Much of the pathos is down to Jane Foster, our Thor. Her cancer has been integral since the beginning of the series, and to Aaron’s credit he’s not offered a cheap and insulting solution of Asgardian miracles. She has cancer, it’s caused by her being Thor, and while there’s undeniable melodrama about her being forced into a position of having to choose whether to become Thor again, she’s also an inspirational figure in either identity. “We need Gods we can believe in”, she cries at one pivotal moment, “Tell them that. Tell all of Asgard. Tell them it’s time to earn the gift they’ve been given”. She’s come on quite the journey since her first, uncertain days, now unafraid to call out Odin as her disease-riddled self. That leads to Aaron concluding one long-running plot, disappointingly, with a whimper, but what surrounds it is first rate.

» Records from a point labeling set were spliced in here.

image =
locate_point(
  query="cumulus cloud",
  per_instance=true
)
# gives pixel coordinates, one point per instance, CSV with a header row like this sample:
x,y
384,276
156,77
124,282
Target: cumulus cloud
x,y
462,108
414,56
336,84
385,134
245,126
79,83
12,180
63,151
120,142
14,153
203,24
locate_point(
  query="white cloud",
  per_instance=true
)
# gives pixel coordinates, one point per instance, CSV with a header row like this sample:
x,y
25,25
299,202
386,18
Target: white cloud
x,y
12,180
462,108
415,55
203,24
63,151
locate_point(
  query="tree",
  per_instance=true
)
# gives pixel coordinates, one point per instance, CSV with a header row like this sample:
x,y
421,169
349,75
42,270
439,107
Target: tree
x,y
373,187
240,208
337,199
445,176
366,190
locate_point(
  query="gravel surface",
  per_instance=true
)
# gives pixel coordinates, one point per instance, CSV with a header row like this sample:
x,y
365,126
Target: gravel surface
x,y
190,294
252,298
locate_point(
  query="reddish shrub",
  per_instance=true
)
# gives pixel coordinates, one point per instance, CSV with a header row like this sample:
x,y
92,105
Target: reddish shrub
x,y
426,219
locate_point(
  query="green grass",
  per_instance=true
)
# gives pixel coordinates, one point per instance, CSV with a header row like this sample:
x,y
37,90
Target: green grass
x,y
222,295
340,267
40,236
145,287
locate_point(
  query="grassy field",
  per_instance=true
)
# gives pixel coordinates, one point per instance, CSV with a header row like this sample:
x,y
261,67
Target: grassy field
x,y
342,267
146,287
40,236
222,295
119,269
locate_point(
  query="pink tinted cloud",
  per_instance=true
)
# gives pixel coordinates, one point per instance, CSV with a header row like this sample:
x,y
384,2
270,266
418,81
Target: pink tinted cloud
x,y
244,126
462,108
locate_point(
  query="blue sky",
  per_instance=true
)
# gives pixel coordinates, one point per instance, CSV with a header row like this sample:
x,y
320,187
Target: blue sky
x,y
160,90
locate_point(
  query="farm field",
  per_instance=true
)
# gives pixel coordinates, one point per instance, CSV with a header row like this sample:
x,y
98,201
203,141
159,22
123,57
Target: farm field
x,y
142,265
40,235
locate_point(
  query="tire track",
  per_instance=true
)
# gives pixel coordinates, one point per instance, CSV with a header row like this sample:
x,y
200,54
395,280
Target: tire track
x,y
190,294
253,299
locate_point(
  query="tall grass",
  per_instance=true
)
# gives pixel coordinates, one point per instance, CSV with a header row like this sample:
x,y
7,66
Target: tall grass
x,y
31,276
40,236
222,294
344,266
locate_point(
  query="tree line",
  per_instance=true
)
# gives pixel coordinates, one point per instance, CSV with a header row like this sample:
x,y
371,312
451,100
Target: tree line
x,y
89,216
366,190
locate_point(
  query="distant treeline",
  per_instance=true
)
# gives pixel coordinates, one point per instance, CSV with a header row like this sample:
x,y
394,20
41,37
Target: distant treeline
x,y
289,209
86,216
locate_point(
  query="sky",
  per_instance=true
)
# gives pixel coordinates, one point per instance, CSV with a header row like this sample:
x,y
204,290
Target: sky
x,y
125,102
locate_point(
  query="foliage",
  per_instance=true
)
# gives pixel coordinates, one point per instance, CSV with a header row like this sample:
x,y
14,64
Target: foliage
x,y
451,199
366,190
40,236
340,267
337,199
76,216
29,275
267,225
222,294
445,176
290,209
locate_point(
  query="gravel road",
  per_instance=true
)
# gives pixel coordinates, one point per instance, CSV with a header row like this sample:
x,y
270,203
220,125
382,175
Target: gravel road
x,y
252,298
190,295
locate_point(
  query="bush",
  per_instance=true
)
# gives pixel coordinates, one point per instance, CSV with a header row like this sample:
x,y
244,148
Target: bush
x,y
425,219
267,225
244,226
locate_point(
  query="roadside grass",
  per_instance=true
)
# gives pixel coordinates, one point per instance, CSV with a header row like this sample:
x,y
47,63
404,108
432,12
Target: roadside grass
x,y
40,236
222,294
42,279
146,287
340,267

Should the Death of the Mighty Thor title be taken literally or symbolically? Are any Mighty Thors killed in the making of this book? Well, that would be telling, but in all incarnations of Thor he’s written Aaron has balanced the needs of an action plot with a humanity, and the conclusion doesn’t part from that viewpoint. The elephant in the room is Malekith and his machinations, which sees out another Thor series with no end in sight, and that has now stretched too far. Aaron will be continuing to chronicle the adventures of Thor, with the classic version now back in the saddle, and it’s to be hoped Malekith receives some attention sooner rather than later.